KALAMANTHANA, Katingan – Pemerintah Kabupaten Katingan resmi membuka kegiatan Penyusunan Peta Proses Bisnis sebagai bagian dari upaya memperkuat tata kelola pemerintahan dan pelayanan publik. Acara ini dibuka oleh Plt. Staf Ahli Bupati, Binsar Panjaitan, di Aula Bappedalitbang lantai II Kasongan, Selasa, (22/10/2025).

Kegiatan yang digelar oleh Bagian Organisasi Setda Katingan ini dihadiri perwakilan seluruh perangkat daerah dan menghadirkan narasumber dari Kementerian Kominfo, Aji Digda Aguna.

Kepala Bagian Organisasi, Yosefa Jambang, menjelaskan bahwa penyusunan peta proses bisnis merupakan amanat PermenPANRB Nomor 19 Tahun 2018. “Setiap instansi wajib memiliki peta proses bisnis sebagai dasar membangun sistem kerja yang efektif, efisien, dan terukur,” ujarnya.

Ia menambahkan, peta proses bisnis juga menjadi instrumen penting dalam mendukung pelaksanaan RPJMD Katingan 2025–2029 yang menekankan reformasi birokrasi dan transformasi digital. “Dengan peta yang baik, integrasi data dan penyederhanaan layanan bisa terwujud optimal,” jelasnya.

Yosefa menegaskan bahwa kegiatan ini difokuskan untuk menyelaraskan proses bisnis dengan kebijakan Sistem Pemerintahan Berbasis Elektronik (SPBE) dan reformasi birokrasi tematik. Pendampingan dari Kominfo diharapkan membantu perangkat daerah menyusun peta yang tidak hanya memenuhi regulasi, tetapi juga menjawab kebutuhan pelayanan.

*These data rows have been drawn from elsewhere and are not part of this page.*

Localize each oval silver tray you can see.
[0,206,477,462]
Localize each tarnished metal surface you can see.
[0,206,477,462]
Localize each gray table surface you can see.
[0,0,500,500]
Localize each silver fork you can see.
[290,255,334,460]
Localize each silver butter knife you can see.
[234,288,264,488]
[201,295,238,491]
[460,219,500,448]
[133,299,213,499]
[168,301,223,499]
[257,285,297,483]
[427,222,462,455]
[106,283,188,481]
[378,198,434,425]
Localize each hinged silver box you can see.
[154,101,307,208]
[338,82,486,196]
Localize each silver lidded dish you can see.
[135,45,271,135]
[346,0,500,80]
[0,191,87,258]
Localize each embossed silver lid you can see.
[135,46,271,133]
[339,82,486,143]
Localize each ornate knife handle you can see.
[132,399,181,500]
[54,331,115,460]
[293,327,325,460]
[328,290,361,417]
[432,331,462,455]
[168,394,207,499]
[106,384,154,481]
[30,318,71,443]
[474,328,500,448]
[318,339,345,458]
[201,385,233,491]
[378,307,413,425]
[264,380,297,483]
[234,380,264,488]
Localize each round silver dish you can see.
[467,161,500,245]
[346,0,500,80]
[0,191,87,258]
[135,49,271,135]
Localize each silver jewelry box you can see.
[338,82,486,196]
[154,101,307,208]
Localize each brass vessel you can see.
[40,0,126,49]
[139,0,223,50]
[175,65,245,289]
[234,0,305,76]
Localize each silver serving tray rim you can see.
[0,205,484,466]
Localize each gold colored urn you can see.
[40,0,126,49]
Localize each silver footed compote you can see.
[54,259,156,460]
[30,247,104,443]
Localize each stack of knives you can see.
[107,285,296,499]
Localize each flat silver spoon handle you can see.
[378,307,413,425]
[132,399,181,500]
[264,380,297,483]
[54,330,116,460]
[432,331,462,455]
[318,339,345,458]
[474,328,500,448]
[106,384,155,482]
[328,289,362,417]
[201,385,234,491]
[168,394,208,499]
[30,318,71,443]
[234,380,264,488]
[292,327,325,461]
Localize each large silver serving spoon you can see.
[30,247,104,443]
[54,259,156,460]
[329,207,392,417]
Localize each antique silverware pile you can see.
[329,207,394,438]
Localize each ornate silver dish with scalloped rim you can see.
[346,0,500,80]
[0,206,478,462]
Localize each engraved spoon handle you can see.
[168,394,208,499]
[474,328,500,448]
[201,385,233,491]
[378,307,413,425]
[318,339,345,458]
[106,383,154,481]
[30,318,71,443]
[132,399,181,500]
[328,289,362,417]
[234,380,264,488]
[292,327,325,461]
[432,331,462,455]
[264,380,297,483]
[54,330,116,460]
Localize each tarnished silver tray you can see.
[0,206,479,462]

Sementara itu, Binsar Panjaitan menekankan pentingnya peta proses bisnis dalam menggambarkan alur kerja dan koordinasi antar perangkat daerah. “Dengan peta yang baik, kita bisa mengidentifikasi bagian yang perlu disederhanakan dan memastikan setiap proses memberi nilai tambah bagi masyarakat,” katanya.

Ia juga mengajak seluruh peserta aktif mengikuti kegiatan dan menerapkan hasilnya di unit kerja masing-masing. “Penyusunan ini bukan sekadar rutinitas administratif, tapi komitmen nyata menuju pemerintahan yang adaptif dan profesional,” tegasnya.

Binsar menutup sambutannya dengan apresiasi kepada Bagian Organisasi Setda Katingan dan narasumber dari Kominfo atas kontribusinya dalam memperkuat fondasi digital pemerintahan daerah. (Mit).